I'm using ANNOVAR to annotate some WGS data. I want to pare down the list until I am left with variants of very low frequency. I've got ANNOVAR working, but I'd appreciate your help interpreting its output. Here's what I did.
To split out the rare variants, I issued this command (or rather, a version of it that works on my cluster).

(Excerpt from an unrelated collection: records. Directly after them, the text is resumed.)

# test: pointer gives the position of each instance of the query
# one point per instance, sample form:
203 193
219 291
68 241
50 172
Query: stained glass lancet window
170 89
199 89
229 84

perl annotate_variation.pl --filter --buildver hg19 --maf_threshold 0.0001 --dbtype 1000g2014oct_all --outfile maf-1e4 --comment my_variants.avinput <path_to_humandb>
I got out 5.4 million common variants in the file
maf-1e4.hg19_ALL.sites.2014_10_dropped and another 1.1 million rare variants in
maf-1e4.hg19_ALL.sites.2014_10_filtered. Great -- except that there was no column giving allele frequencies for the rare variants! There was one for the common variants, though. I figured maybe only dropped variants get annotated (though that would be weird and annoying), and I tried this here hack to get ANNOVAR to drop my rare variants:
cp maf-1e4.hg19_ALL.sites.2014_10_filtered rare_variants.avinput perl annotate_variation.pl --filter --buildver hg19 --maf_threshold 0.0000000001 --dbtype 1000g2014oct_all --outfile maf-1e10 --comment rare_variants.avinput <path_to_humandb>
The result: all of my variants passed the filter!
wc -l maf-1e10.* 0 maf-1e10.hg19_ALL.sites.2014_10_dropped 1114818 maf-1e10.hg19_ALL.sites.2014_10_filtered
So there are no variants rarer than 1 copy in 10,000 but loads rarer than one copy on Earth? Unbelievable! Here's what I think actually happened: 1000 Genomes, having on the order of 1000 genomes to work with, cannot tell the difference between 0.01% and one copy per multiverse. So, I should interpret my 1.1 million variants as all being rare enough that they do not appear in 1000 Genomes. Is that right?